GOAL: Por Bruno Guedes 

Mesmo com apenas quatro treinos desde que chegou ao Flamengo, Reinaldo Rueda já conseguiu colocar algumas das suas identidades no time. Sem tempo impor as ideias que tem sobre futebol, o colombiano adaptou comportamentos que usava em seu ex-clube, o Atlético Nacional, no trabalho que vinha sendo feito pelo ex-técnico Zé Ricardo. E eles apareceram contra Botafogo e Atlético-GO.

Foto: Reprodução
Contra o Botafogo, Rueda não teve tempo suficiente para impor seu estilo de pensamento e tratou de, na base da conversa e observações, ajustar o que vinha dando errado na equipe. Uma delas era a defesa não tão próxima, causando diversas enfiadas entre os zagueiros ou nas costas dos laterais. O técnico então segurou as subidas dos Rodinei e Renê para tirar as diagonais alvinegras e matar o contra-ataque. Desta maneira, acabou com a velocidade do rival e ainda forçou o time do Jair Ventura a atacar com a defesa Rubro-Negra organizada, dificultando o trabalho.

Mais próximos dos beques, os laterais conseguiram fazer uma linha defensiva mais atenta às infiltrações e evitou que houvesse passes entre os jogadores sem a possibilidade de interceptação ou cobertura de um dos atletas.

Foto: Reprodução
Outra mudança perceptível diz respeito à distribuição do time em campo. Zé gostava dos jogadores bem próximos um dos outros na fase ofensiva, os apoios do portador da bola mais juntos para fazer o passe. Rueda fez o contrário, forçou a abertura de buracos nas defesas do Botafogo e Atlético-GO com a equipes mais espaçada, os extremos bem abertos explorando velocidade e com jogadas mais verticais. Quem tinha a bola pelo meio buscava sempre o passe em diagonal ou no corredor. Foram assim as oportunidades na quarta-feira e os dois gols do Vinícius Jr, no último sábado.
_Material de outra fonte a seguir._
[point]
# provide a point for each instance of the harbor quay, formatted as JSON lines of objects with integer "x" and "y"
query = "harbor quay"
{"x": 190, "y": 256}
Desta maneira, os volantes acabam sendo fundamentais para distribuição do jogo e também participação nas chegadas ofensivas. Por isso Cuéllar e William Arão fizeram boa partida na Copa do Brasil, já que entre as qualidades de ambos está a facilidade em dar um passe mais vertical ou na busca de um companheiro melhor colocado. E por ironia do destino, saiu dos pés do Márcio Araújo o lançamento no primeiro gol do Vinícius, contra o Atlético-GO.

O trabalho do Reinaldo Rueda requer muito tempo para evolução. Então ele fez o básico neste começo. Mas para um futebol praticado no Brasil, que ainda vive a Era Paleolítica tática, já é uma enorme vantagem.

Outra mudança perceptível diz respeito à distribuição do time em campo.